Well, it turned out that Gary was married to Mary. Very briefly: They both worked at Walmart; he sold clothes and she sold jewelry. Mary liked to wear skirts; Gary like to wear flannel shirts. They drove a Ford. They were in their 20s and didn't have any children yet. Their big dream was to go gambling in Mexico. But Mary had a secret she hadn't told Gary about: She was afraid of traveling. When he wasn't there, she would practice packing her suitcase for the trip. They had almost saved up enough money for the trip and she wanted to be ready, but she was afraid she wouldn't be. She was full of anxiety. Gary had a secret, too. He'd been married before and his exwife had just moved back into town. He was trying to avoid her. He was worried about how Mary would react if she found out.
The story went on and on...and my patient was amazed at her creativity.
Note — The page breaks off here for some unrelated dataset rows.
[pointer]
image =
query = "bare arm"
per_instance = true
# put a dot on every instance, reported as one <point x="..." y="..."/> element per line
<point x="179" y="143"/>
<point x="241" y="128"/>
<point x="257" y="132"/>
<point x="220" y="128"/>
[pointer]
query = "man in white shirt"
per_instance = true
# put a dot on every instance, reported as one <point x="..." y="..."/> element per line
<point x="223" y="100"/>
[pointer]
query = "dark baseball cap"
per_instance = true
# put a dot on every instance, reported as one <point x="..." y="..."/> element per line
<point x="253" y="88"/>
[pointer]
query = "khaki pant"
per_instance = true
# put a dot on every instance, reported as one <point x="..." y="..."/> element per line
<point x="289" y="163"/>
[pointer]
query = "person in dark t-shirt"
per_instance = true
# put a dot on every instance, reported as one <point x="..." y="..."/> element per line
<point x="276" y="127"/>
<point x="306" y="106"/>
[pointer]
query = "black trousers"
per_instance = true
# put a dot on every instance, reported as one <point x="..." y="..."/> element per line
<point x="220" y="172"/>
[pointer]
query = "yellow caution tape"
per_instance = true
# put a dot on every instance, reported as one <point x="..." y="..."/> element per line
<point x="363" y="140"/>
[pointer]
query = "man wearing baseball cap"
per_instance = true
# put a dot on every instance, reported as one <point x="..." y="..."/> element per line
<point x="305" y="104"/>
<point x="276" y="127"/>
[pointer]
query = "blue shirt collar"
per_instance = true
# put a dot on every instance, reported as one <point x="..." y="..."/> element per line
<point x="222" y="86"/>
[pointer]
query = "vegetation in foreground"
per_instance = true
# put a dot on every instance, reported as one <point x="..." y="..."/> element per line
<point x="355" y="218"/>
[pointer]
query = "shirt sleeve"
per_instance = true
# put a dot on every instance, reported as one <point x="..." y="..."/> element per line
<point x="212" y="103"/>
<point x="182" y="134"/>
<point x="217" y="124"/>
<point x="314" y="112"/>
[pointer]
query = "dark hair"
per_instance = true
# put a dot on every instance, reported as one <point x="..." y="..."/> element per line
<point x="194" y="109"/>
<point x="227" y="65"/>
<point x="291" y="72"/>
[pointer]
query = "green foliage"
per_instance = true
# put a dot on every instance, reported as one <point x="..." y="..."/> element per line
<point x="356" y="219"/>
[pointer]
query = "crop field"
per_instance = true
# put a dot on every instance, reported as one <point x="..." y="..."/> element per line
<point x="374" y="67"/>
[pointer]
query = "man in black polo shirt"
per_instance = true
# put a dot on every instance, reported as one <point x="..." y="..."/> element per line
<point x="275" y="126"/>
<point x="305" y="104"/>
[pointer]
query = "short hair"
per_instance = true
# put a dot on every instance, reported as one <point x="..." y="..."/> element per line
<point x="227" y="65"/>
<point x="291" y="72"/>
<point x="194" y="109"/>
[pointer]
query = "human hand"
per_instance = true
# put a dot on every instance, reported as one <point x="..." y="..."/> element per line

She had no idea she could make things up like this. She had discovered a whole new world. It's hard for me to describe what a good time we had and how satisfied I felt when I left for the day. I don't think any of this would have happened if I hadn't picked Jera and gotten the message to make the most of my time. I led my patient into a whole new world of experience and self-discovery. I felt that I had truly used my time with her well.